Migrant focuses on a very particular population: the Mennonite Mexican population who travel to Canada each year to harvest vegetation. While in Canada, these people live in terrible conditions, and are shunned by Canadian society. “Canada is wonderful, but there’s always room for growth and improvement,” Trottier told The Daily in an interview. “There is a lot of room for improvement, [migrant workers] have to go to work somewhere and their [workers’ rights are] taken away. Children aren’t supposed to work, but they do, and they enrol in schools and then are forced to leave in October and spend all this time getting back to Mexico. This is tough on adults, but it’s really tough on children too.”

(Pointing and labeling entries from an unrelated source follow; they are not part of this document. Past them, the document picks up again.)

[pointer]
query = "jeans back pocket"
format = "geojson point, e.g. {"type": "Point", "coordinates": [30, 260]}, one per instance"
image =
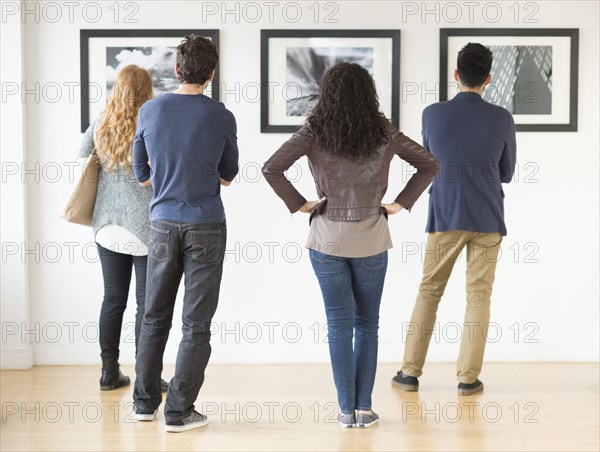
{"type": "Point", "coordinates": [158, 246]}
{"type": "Point", "coordinates": [207, 245]}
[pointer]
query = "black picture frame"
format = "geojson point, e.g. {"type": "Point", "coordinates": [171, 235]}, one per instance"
{"type": "Point", "coordinates": [86, 35]}
{"type": "Point", "coordinates": [573, 85]}
{"type": "Point", "coordinates": [266, 36]}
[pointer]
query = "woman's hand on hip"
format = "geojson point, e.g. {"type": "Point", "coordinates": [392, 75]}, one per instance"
{"type": "Point", "coordinates": [392, 208]}
{"type": "Point", "coordinates": [310, 205]}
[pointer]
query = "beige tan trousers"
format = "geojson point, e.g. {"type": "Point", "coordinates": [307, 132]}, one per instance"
{"type": "Point", "coordinates": [443, 250]}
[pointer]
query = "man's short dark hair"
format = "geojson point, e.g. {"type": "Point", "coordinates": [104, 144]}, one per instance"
{"type": "Point", "coordinates": [474, 64]}
{"type": "Point", "coordinates": [197, 57]}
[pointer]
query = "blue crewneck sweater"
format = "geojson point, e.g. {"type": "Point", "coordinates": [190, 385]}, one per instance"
{"type": "Point", "coordinates": [475, 143]}
{"type": "Point", "coordinates": [190, 142]}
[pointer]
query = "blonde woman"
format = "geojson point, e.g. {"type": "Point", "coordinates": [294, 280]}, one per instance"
{"type": "Point", "coordinates": [120, 223]}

The narrative follows a young girl, Anna, and explores, with artful subtlety, the woes of being a child in this kind of situation. Anna explores feelings of impermanence and seclusion in a country where she doesn’t understand the language or the customs.

Why Anna’s story is jarring, she acts as a strikingly relatable character for any child that has felt alienated in their environment. In one encounter with a student (Trottier was a teacher for 31 years), a student asked her, “Why do you always write about horrible things?” Trottier’s response: “If I don’t tell those stories, who will know the truth of these things? So the awful things don’t keep happening.”

The afterword, which includes a description of the marginalization facing Mexican Mennonite migrants along with a call to action for Canadians, brings the story’s social imperative sharply into focus. The effect of this striking narrative isn’t only reserved for children.  “You will read a book [like Migrant] to children and they’ll enjoy it on one level, and adults take it in on a completely different level,” explained Trottier.

Through Migrant, Trottier proves that picture books are not simple fare. The narrative that Trottier created in Migrant, and in the case of many of her other socio-political books for children and adolescents, is not unlike that of a journalist: to inform the world of the horrors that exist, so that they might no longer exist in times to come.